Novel hybrid organic/inorganic poly(thiourethane) covalent adaptable networks

Organic-inorganic hybrid materials combine the advantages of both phases: hardness and strength of inorganic phase and elasticity and toughness of the organic matrix. In the present study, we have prepared nanocomposites with a poly(thiourethane) polymeric matrix and silsesquioxane-type structures, with thiols as reactive groups (POSS-A or POSS-B, synthesized in different pressure conditions), looking for a covalent interaction between both phases, and good dispersion. Due to the click behavior of the reaction between the isocyanate and the thiol groups, highly homogeneous materials are obtained. Both monomers, catalyst (dibutyltin dilaurate, DBTDL), and the POSS precursor (3-mercaptopropyl trimethoxysilane, MPTMS), are commercially available, which present the advantage of being industrially scalable.

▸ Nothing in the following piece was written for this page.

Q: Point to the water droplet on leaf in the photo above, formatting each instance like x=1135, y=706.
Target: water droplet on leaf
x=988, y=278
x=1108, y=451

The incorporation of POSS leads to an increase in glassy and rubbery storage moduli and the temperature of the maximum of tan delta curve. The vitrimeric behavior of the poly(thiourethanes) improved with the POSS incorporation, getting lower relaxation times. With a higher proportion of closed cages, POSS-B leads to the most significant improvements. All the materials prepared showed high transparency and the fracture of POSS modified materials indicates an improved toughness.

Automated summary

The present study demonstrates the synthesis of nanocomposites with a polymeric matrix and silsesquioxane-type structures, aiming to combine the advantages of hardness and strength from the inorganic phase and elasticity and toughness from the organic matrix. The incorporation of POSS improved the vitrimeric behavior of the materials by reducing relaxation times and increasing storage moduli. The modified materials showed high transparency and enhanced toughness.